I'm new to Spring Cloud Data Flow. I use v 1.7.3 and want to create a simple stream that scans a directory for new files and pushes them to HDFS. I have the following definition:
file --cron='* * * * * *' --mode=ref --directory=/dir | hdfs --fs-uri=hdfs://myhdpmaster:8020
When I deploy my stream I have two issues:
No matter which file mode
I use there is only a hdfs-sink-0.txt created that has no content at all or lines that appear to print the default toString() output (e.g. '[B@7d5bfc85').
When I put new files in the directory, the message is not received by the HDFS sink, although I see in the file source logs that the message was created.
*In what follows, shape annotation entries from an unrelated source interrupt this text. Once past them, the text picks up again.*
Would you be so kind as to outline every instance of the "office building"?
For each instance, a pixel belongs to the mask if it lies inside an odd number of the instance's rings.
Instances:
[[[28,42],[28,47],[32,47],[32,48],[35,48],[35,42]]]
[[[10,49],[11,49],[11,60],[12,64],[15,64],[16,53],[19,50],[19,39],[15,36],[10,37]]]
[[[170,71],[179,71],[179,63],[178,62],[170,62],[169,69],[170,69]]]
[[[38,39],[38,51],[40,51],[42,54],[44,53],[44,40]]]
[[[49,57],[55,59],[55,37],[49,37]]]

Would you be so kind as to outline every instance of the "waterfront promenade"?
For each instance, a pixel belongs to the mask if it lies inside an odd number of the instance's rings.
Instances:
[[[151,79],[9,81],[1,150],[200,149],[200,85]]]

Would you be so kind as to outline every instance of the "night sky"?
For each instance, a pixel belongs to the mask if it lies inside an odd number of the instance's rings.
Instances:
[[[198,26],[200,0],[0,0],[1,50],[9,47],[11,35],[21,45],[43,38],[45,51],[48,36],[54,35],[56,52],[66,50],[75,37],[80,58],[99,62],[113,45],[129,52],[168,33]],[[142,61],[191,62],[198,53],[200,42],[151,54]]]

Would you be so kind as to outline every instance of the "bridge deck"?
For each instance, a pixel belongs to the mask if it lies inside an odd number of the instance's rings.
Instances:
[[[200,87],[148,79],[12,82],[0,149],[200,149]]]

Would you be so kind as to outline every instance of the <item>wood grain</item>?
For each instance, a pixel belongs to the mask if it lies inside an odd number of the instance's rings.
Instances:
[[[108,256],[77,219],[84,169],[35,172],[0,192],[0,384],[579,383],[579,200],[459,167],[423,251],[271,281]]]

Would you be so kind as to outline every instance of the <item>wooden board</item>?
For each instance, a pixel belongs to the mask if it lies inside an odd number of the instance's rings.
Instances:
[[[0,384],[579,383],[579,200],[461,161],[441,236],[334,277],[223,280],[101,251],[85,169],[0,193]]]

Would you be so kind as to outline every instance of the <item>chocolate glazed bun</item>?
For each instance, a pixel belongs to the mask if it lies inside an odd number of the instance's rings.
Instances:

The output of my hdfs sink:
2019-01-25 12:21:06.330 INFO 63 --- [ main] o.a.kafka.common.utils.AppInfoParser : Kafka version : 0.10.1.1
2019-01-25 12:21:06.330 INFO 63 --- [ main] o.a.kafka.common.utils.AppInfoParser : Kafka commitId : f10ef2720b03b247
2019-01-25 12:21:06.338 INFO 63 --- [ main] s.i.k.i.KafkaMessageDrivenChannelAdapter : started org.springframework.integration.kafka.inbound.KafkaMessageDrivenChannelAdapter@67110f71
2019-01-25 12:21:06.338 INFO 63 --- [ main] o.s.i.endpoint.EventDrivenConsumer : Adding {message-handler:inbound.testhdfs1.file.testhdfs1} as a subscriber to the 'bridge.testhdfs1.file' channel
2019-01-25 12:21:06.338 INFO 63 --- [ main] o.s.i.endpoint.EventDrivenConsumer : started inbound.testhdfs1.file.testhdfs1
2019-01-25 12:21:06.340 INFO 63 --- [ main] o.s.c.support.DefaultLifecycleProcessor : Starting beans in phase 2147483647
2019-01-25 12:21:06.476 INFO 63 --- [ main] s.b.c.e.t.TomcatEmbeddedServletContainer : Tomcat started on port(s): 47888 (http)
2019-01-25 12:21:06.483 INFO 63 --- [ main] s.c.s.a.h.s.k.HdfsSinkKafka10Application : Started HdfsSinkKafka10Application in 17.593 seconds (JVM running for 18.756)
2019-01-25 12:21:08.250 INFO 63 --- [ -C-1] o.a.k.c.c.internals.AbstractCoordinator : Discovered coordinator kafka:9092 (id: 2147482646 rack: null) for group testhdfs1.
2019-01-25 12:21:08.256 INFO 63 --- [ -C-1] o.a.k.c.c.internals.ConsumerCoordinator : Revoking previously assigned partitions [] for group testhdfs1
2019-01-25 12:21:08.256 INFO 63 --- [ -C-1] o.s.c.s.b.k.KafkaMessageChannelBinder$3 : partitions revoked:[]
2019-01-25 12:21:08.256 INFO 63 --- [ -C-1] o.a.k.c.c.internals.AbstractCoordinator : (Re-)joining group testhdfs1
2019-01-25 12:21:08.522 INFO 63 --- [ -C-1] o.a.k.c.c.internals.AbstractCoordinator : Successfully joined group testhdfs1 with generation 1
2019-01-25 12:21:08.526 INFO 63 --- [ -C-1] o.a.k.c.c.internals.ConsumerCoordinator : Setting newly assigned partitions [testhdfs1.file-0] for group testhdfs1
2019-01-25 12:21:08.735 INFO 63 --- [ -C-1] o.s.c.s.b.k.KafkaMessageChannelBinder$3 : partitions assigned:[testhdfs1.file-0]
2019-01-25 12:21:23.238 INFO 63 --- [ -L-1] o.s.i.codec.kryo.CompositeKryoRegistrar : registering [40, java.io.File] with serializer org.springframework.integration.codec.kryo.FileSerializer
2019-01-25 12:21:23.353 INFO 63 --- [ -L-1] o.s.d.h.s.o.AbstractDataStreamWriter : Creating output for path /data/hdfs-sink-0.txt
You can't copy files into hdfs with hdfs
sink as it's just meant to write arbitrary messages received from sources. Reason you see zero length of that files is that file is still open and not flushed. hdfs sink readme contains config options and if you i.e. use idle-timeout
or rollover
settings you're starting to see files written.